Sans entrer dans une nomenclature trop longue des métiers que nous classons utiles, et de ceux que nous classons inutiles, nous pouvons dire que sont utiles tous les métiers qui aident au développement de nos sens, à la satisfaction de nos besoins. Peindre des réclames, des enseignes, fabriquer des compteurs à gaz, estamper des billets de banques, etc., nous paraît être un travail inutile.

Tous ces métiers inutiles sont d’ailleurs les conséquences directes de l’inégalité économique, c’est-à-dire de la propriété individuelle qu’ils ont pour but de sauvegarder ou de légitimer. Ils n’auraient plus de raison d’être dans une société d’hommes libérés.

Par conséquent plus d’armuriers, plus d’ouvriers de compteurs, plus d’estampeurs de billets de banques, plus de monnayeurs (vrais ou faux), plus de contrôleurs de métro.

Beaucoup de ces corporations, au travail inutile, ont place dans la CGT. Va-t-elle décider leur disparition ? Elle ne le peut. […]

Les hommes actuels, si avancés soient-ils, réclament deux choses : du travail et de l’argent.

Ils ne demandent pas, ils ne prennent pas du pain, des vêtements, des livres, ils veulent du travail, de l’argent.

Ils ne se préoccupent jamais de savoir si le travail qu’ils exécutent apportera à eux, à leurs proches, aux hommes, une amélioration des conditions de vie. Ils travaillent. Il leur plaît de travailler pour travailler. Ils ont des gestes de fous avec la même sérénité que des gestes raisonnables. Le contrôleur du métro met à percer un bout de carton l’emphase qu’il pourrait prendre en faisant le « geste auguste du semeur ». »
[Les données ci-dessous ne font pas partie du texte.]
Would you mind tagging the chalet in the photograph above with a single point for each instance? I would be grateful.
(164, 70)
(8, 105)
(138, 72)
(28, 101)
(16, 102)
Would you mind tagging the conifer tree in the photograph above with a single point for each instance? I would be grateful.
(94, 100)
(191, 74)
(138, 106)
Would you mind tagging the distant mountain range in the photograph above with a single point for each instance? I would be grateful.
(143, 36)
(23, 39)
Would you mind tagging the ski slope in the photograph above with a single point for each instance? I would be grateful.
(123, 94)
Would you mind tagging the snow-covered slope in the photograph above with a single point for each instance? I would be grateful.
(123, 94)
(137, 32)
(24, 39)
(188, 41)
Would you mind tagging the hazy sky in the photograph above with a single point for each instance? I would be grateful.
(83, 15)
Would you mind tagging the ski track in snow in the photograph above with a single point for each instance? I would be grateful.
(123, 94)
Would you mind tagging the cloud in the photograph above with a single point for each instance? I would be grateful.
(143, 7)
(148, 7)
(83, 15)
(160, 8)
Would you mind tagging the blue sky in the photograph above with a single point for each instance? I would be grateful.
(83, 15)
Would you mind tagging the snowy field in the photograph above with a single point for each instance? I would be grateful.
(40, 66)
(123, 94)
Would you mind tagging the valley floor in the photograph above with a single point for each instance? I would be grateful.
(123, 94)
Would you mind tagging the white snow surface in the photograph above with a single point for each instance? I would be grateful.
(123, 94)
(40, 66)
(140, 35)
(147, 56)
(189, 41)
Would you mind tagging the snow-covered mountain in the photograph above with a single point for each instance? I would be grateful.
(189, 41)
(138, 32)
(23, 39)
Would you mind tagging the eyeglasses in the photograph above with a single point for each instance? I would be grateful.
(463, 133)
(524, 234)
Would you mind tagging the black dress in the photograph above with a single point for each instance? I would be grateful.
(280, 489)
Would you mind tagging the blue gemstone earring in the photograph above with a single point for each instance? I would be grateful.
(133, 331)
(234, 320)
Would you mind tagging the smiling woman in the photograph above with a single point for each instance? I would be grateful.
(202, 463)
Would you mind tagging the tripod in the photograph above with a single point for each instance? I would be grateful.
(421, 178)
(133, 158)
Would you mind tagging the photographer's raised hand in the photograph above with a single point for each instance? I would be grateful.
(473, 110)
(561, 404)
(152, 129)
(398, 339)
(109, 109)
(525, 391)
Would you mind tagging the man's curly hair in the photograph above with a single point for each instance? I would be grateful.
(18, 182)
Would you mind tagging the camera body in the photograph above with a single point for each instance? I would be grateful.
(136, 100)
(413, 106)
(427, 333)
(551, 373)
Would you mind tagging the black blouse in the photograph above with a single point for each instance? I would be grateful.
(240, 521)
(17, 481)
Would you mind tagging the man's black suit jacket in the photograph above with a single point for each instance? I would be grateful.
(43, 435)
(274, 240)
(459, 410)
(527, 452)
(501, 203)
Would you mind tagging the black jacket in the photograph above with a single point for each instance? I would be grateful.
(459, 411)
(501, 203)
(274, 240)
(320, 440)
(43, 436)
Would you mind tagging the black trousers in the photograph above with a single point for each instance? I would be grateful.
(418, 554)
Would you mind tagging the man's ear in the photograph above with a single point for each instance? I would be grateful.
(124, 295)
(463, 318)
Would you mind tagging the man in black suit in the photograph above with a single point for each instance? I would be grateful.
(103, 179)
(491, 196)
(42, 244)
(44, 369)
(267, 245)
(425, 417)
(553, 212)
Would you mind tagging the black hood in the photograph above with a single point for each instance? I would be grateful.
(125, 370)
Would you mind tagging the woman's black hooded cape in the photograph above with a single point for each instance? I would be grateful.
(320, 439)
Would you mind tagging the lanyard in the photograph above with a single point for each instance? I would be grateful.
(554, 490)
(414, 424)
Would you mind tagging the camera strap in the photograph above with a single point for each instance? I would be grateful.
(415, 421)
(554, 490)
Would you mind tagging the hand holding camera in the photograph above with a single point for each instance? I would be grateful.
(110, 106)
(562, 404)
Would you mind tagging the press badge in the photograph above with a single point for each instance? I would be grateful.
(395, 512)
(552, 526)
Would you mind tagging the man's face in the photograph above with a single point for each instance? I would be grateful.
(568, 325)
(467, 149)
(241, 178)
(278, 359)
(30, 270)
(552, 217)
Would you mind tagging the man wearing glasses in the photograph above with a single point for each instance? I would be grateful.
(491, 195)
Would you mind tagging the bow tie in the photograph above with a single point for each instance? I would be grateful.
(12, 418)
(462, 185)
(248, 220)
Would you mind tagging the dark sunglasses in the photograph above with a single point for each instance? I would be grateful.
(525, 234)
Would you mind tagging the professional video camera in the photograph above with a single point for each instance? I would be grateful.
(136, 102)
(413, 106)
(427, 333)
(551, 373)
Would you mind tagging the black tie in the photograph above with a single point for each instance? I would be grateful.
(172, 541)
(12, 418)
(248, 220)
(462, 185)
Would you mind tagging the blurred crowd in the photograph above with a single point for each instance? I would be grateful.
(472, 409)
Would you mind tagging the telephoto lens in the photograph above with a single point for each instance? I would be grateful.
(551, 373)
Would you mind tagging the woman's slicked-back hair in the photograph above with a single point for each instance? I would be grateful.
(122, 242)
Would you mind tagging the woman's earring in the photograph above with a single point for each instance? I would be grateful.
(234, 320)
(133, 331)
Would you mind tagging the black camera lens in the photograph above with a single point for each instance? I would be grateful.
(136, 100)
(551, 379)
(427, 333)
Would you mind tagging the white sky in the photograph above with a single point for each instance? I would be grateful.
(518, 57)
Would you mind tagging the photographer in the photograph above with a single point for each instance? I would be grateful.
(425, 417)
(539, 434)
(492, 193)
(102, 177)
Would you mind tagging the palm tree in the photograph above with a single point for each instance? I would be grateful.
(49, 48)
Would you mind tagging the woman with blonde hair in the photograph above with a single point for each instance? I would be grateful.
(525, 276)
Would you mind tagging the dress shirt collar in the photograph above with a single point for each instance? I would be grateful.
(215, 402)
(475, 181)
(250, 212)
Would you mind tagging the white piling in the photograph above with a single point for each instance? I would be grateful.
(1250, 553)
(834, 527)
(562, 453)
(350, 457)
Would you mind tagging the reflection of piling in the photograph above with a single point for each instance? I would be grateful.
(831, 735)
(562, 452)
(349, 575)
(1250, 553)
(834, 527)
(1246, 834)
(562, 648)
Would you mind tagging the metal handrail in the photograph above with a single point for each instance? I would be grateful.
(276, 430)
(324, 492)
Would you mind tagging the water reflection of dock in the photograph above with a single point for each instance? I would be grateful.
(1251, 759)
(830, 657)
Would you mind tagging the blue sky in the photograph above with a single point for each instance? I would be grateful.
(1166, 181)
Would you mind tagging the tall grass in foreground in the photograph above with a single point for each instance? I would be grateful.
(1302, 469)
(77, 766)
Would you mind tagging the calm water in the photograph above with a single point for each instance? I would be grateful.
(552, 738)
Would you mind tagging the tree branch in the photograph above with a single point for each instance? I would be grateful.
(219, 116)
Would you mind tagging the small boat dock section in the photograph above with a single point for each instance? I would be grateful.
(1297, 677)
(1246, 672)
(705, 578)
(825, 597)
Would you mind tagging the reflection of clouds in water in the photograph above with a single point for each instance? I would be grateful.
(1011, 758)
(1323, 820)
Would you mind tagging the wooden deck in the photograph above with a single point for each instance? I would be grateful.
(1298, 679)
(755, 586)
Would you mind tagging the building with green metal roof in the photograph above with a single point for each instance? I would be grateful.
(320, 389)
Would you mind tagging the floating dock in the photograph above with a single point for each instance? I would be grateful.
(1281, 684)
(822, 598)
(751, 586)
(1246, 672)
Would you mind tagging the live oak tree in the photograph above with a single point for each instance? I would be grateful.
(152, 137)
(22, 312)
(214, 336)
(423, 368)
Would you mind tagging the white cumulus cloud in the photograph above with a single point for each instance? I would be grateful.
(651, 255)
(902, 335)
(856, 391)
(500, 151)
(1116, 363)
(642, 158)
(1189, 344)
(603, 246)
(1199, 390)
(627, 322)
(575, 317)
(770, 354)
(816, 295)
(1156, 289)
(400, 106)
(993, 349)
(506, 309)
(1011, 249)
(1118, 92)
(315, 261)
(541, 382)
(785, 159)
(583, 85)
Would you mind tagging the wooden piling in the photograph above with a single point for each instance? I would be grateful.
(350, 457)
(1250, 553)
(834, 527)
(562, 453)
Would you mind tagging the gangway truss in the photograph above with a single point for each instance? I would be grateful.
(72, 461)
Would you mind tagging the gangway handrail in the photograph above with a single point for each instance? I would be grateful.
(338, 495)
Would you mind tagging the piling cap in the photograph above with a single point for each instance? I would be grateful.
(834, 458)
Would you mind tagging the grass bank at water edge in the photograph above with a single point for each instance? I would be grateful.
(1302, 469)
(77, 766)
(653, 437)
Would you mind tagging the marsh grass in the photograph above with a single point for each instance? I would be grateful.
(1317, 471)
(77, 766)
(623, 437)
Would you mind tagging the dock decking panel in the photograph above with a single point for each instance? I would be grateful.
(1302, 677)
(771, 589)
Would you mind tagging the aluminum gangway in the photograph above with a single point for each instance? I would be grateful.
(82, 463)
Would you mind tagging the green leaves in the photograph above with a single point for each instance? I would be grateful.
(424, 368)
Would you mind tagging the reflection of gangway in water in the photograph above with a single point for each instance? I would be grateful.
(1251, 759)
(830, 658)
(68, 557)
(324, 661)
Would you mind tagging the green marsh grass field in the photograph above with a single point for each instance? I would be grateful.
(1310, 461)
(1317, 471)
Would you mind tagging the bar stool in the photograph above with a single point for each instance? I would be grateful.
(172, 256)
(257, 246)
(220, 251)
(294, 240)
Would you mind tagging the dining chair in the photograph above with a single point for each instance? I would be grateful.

Cette analyse de Libertad reste cruellement d’actualité, même si le poinçonneur du métro n’existe plus et a laissé sa place au composteur ou à la machine à lire les cartes RFID. Le monde des machines ayant remplacé le travailleur n’est pas moins critiquable et générateur de besoins et de destructions inutiles. Il laisse en effet aux hommes et aux femmes d’aujourd’hui l’obligation de travailler pour consommer (quand ils ne se retrouvent pas au chômage) et par conséquent de produire encore de l’inutile, ce qui, en outre, n’est pas sans conséquences sociales et environnementales. Notre refus du projet de construction du Center Parcs dans les Chambarans s’inscrit dans la critique de la logique des besoins et des destructions inutiles ; nous n’acceptons pas que la société Pierre & Vacances transforme ces deux cents hectares de forêt, pour son seul grand bénéfice et celui de ses actionnaires, au détriment des travailleurs abusés. Il nous paraît indispensable que le bois des Avenières reste ce qu’il a toujours été : libre d’accès et sans valeur marchande.